Vectorizing Data

../_images/convolution.png

Convolutional operators applied to recognize horizontal and vertical lines.

In this exercise, you will look at a few different ways to convert non-numerical data to vectors and matrices.

Categorical Columns

On categorical data, one-hot-encoding or dummy encoding converts one column to binary columns. On binary columns, all the usual linear algebra tools are applicable.

import pandas as pd
import seaborn as sns

data = sns.load_dataset("penguins").dropna()

pd.get_dummies(data["species"]).astype(int)

What is the size of the resulting data?

2D Convolution

../_images/cnn_face.png

Convolution is the fundamental operation that neural networks use to interpret pixel images. During the past decade it has led to tremendous progress in the field of image recognition.
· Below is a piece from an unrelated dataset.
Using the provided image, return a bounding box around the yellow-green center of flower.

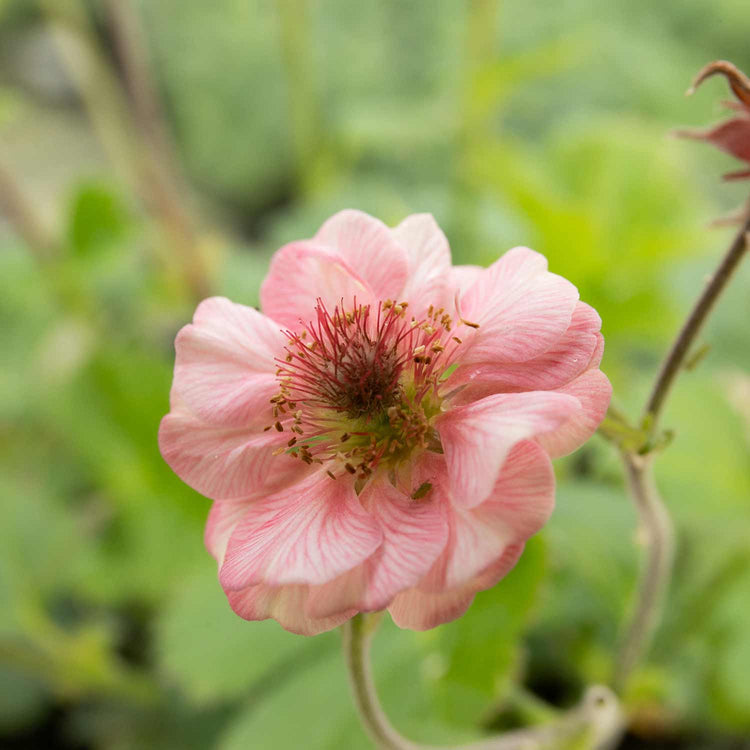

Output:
[266,300,461,480]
Convolution is based on sliding a 2D matrix (the kernel) over the image and calculating a dot product at each step.

The parameters of the kernel are typically trained as part of a neural network.
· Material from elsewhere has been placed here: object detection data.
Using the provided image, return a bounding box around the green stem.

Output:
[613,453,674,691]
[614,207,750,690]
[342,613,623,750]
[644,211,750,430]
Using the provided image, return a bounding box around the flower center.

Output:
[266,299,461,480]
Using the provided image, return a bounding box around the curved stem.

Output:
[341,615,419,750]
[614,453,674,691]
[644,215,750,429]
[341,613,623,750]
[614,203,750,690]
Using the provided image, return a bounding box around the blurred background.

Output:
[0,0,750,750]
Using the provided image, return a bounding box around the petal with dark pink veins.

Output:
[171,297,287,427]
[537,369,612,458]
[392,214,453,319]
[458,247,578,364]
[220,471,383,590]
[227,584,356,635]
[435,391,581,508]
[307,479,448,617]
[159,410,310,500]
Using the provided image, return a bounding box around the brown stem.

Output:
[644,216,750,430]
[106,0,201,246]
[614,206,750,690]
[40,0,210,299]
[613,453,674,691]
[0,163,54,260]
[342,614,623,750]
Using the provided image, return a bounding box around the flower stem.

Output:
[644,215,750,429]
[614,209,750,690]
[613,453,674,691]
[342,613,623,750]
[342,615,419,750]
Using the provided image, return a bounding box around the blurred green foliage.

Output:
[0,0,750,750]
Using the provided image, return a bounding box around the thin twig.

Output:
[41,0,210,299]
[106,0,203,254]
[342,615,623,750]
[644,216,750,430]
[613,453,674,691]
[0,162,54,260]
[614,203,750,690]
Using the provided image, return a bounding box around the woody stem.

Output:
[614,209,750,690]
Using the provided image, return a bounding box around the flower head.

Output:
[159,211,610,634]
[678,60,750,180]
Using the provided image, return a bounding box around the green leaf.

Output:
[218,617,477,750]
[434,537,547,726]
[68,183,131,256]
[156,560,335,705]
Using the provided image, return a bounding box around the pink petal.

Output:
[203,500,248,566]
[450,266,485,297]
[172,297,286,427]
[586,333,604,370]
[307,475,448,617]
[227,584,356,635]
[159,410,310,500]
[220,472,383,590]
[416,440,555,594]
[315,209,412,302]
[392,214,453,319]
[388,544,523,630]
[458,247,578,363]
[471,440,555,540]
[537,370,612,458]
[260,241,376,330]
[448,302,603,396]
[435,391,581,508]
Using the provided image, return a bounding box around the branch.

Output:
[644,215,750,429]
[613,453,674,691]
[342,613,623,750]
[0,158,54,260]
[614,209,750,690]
On adamharley.com/nn_vis/cnn/3d.html you can see a convolutional neural network that recognizes digits in action. Switch all but the first layer off and observe the row of highlighted images when you draw a shape. Each of them represents the output of one convolutional kernel. What do the individual kernels recognize?

Word Embeddings

Go to projector.tensorflow.org/ . Type some common words into the search box and look for related words in the vector space.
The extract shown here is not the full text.